For an ancient Greek, unsophisticated savages were everyone non-Greek -- including Romans. They were lumped together as barbarians. Racism was open and perfectly normal. As was sexism: they valued slaves more than women.

These traditions and ideas were probably not novel then. They thrived in European culture until last century.

Fast-forward to colonial era revolutionaries in the US or France, and mentalities had not evolved the slightest bit. It was a given to everyone that an African was barely human.

If anything, it was about to take a turn for the worst, since the colonization of Africa and Asia had barely begun. Picture the mindset: how could these savages who sell each other to us as slaves be in any way related to us?

(The significant exception in Africa, one that got lip service respect and escaped colonization before WWI, were the Ethiopians; because their country was Christian for as long as anyone could remember.)

By the late 19th century, some new ideas has emerged; some good, some bad.

The idea of evolution had been introduced by Darwin, Marxists were promoting equality amongst men (and women) of all races, and many a progressive 19th century thinker had embraced some or all of these ideas.
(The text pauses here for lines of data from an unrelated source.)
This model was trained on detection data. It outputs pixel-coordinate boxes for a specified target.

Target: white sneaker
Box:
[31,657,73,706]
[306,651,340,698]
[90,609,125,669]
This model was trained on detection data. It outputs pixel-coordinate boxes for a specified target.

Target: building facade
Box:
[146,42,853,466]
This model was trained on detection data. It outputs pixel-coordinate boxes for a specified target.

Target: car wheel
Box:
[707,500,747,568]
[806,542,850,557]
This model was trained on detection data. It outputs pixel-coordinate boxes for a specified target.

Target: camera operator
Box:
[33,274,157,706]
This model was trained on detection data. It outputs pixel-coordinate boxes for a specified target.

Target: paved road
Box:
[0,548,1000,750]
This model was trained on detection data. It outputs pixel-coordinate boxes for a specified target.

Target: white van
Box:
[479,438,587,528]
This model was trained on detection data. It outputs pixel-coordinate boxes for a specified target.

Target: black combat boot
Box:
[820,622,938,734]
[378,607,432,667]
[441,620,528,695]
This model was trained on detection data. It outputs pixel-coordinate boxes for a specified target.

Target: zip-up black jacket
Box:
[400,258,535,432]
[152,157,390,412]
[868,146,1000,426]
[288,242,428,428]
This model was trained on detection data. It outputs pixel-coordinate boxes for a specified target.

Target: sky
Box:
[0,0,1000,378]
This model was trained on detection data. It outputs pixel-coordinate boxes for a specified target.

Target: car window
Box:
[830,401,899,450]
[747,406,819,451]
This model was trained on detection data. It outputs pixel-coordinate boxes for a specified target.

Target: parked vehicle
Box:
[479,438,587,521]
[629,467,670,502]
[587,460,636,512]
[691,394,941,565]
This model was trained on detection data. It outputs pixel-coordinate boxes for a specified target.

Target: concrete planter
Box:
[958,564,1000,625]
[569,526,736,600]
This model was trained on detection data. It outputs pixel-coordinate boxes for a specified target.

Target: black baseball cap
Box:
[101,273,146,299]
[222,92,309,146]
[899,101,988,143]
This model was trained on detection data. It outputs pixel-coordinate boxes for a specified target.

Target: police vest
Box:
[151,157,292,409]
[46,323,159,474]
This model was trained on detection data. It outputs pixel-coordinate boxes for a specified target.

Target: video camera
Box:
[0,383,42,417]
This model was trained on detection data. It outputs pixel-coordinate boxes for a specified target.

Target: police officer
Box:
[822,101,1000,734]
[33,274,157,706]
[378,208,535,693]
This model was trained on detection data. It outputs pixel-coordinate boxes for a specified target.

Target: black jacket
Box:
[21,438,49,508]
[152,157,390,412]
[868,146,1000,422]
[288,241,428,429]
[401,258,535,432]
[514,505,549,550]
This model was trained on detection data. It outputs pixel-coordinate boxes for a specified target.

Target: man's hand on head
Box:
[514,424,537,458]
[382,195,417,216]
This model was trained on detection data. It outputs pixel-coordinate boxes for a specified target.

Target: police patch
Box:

But then, these emerged in the heydays of scientism and rationalism, in a world driven by reactionary thoughts. Then millennia-old ideas such as the racial inferiority of Jews, gypsies, blacks, women and others were suddenly "rooted" in science by Aryanists and what not: a "nigger" was deemed closer to the monkey than the white was.

The process reached its climax in Nazi death camps.

Upon waking up to these events, the powers that be then -- finally -- decided that enough was enough.

Still, society didn't stop being racist overnight.

In Europe, we passed laws to criminalize racism, and went on witch-hunts after WWII. In the US, it took Martin Luther King and the changes that followed -- all the way to positive discrimination -- to set things straight in a society that had fought the world's first modern war to ban slavery but was otherwise indifferent with segregation almost a century later.

As these events from the 19th forward unfolded, historical terms such as nigger progressively became connotated negatively. Especially after Martin Luther King. I'm tempted to conclude that the rest is history; unfortunately, it is but a work in progress.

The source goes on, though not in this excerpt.